GEOLOGIC CONTEXT OF LOUISIANA’S BARRIER ISLANDS The coastlines of the modern Mississippi River delta plain are bordered by numerous barrier islands from Raccoon Island in the west to Hewes Point in the northern Chandeleur Islands (Figure 1). These barrier islands could be grouped to represent fragmented remnants of distal extremities of several major delta lobes and headlands: from west to east they are the Teche Delta System, Lafourche Delta System, Modern Delta System, and the St. Bernard Delta System. The back-barrier lagoons are connected to the Gulf of Mexico by approximately 25 tidal inlets, which allow the exchange of diurnal tides. Environments occurring within the official Louisiana coastal zone boundary (http://dnr.louisiana.gov/assets/OCM/CoastalZoneBoundary/CZB 2012/maps/Overview_of_Revised_CZB.pdf) of the delta plain include: alluvium, marshes (fresh, intermediate, brackish and salt), coastal forest, bay, and barrier islands. Barrier island morphology is related to sediment supply and physical processes (Georgiou et al., 2005). Because barrier islands migrate and deteriorate over time (e.g. McBride and Byrnes, 1997), restoration of these habitats will require recurring emplacement of sediment dredged mostly from borrow areas (e.g. Finkl et al., 2006; van Heerden and DeRouen, 1997). Such maintenance events would be the most cost-effective way to

ensure the longevity of the barrier islands.

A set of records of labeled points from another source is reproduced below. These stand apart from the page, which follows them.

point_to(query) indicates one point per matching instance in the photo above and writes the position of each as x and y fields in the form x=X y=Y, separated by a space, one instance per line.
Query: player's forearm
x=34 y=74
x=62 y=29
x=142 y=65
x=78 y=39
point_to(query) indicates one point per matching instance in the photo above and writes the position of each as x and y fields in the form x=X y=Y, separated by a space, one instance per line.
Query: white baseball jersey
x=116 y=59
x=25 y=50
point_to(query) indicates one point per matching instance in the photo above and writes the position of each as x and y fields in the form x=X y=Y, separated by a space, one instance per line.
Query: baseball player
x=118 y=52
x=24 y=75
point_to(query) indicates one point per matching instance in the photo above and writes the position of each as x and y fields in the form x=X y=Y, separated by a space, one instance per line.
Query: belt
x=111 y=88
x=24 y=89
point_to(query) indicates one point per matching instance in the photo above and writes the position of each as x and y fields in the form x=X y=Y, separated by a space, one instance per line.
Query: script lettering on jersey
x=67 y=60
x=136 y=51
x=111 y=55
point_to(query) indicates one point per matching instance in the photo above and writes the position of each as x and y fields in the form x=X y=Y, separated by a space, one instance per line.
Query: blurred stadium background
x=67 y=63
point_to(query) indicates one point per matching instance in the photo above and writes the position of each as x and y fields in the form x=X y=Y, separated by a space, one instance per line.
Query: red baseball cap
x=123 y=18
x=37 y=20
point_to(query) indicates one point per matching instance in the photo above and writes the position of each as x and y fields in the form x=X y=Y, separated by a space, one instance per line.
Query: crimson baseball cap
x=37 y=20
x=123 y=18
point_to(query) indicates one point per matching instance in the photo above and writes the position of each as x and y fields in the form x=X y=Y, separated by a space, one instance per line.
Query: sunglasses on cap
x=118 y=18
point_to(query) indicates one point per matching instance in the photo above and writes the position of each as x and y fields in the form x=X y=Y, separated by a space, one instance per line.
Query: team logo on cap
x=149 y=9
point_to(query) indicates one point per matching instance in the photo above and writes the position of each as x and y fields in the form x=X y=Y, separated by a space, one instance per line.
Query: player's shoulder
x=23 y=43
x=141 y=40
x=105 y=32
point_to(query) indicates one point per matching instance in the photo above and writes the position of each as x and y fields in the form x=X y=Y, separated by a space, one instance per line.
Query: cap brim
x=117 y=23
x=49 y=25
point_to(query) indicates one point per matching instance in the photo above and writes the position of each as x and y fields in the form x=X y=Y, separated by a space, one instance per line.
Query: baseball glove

LOUISIANA BARRIER ISLAND DEGRADATIONAL PROCESSES Barrier islands and abandoned deltaic headland shorelines are rapidly migrating landward and degrading (e.g., Penland et al. 1988; Williams et al. 1992). Processes associated with the transgressive phase of the delta cycle (Roberts, 1997) that include high rates of delta plain subsidence, a paucity of sand, and interior wetland loss, coupled with climatic factors such as eustatic sealevel rise and frequent large-magnitude storm impacts, collectively contribute to barrier degradation (Fearnley et al. 2009; FitzGerald et al. 2007; List et al. 1994, 1997; McBride et al. 1992; Miner et al. 2009; Penland and Ramsey 1990). A large deficit in the coastal sediment budget, high rates of relative sea-level rise (~9 mm/yr), and storm-induced current and wave erosion are forcing barrier shoreface retreat along the periphery of the Mississippi River delta plain. Additionally, conversion of interior wetlands to open water has increased the bay tidal prism, resulting in degradation of barrier islands due to inlet widening, formation of new inlets, and sediment sequestration at ebb-tidal deltas. As a result, the structural integrity and continuity of the barrier shoreline weakens as the barrier islands narrow, fragment and submerge. In the past 100 years, total barrier island subaerial area has declined 55% at an average rate of 63 ha/yr (McBride and Byrnes 1997). This deterioration will continue to destroy Louisiana’s barrier coastline until coastal restoration techniques are implemented that complement natural processes to restore and fortify the shoreline and restore coastal processes that promote sustainability. The seemingly disparate and disjointed units of barrier islands and headlands occurring in a chain from Raccoon Point to Sandy Point (west of the Mississippi River) and from Hewes Point to Curlew Island (East of the Mississippi River) are parts of a formerly contiguous barrier island system (Figure 1). Conversion of land to open water and consequential enlargement of bays and

Figure 1. Locations of barrier islands and barrier island systems in coastal Louisiana.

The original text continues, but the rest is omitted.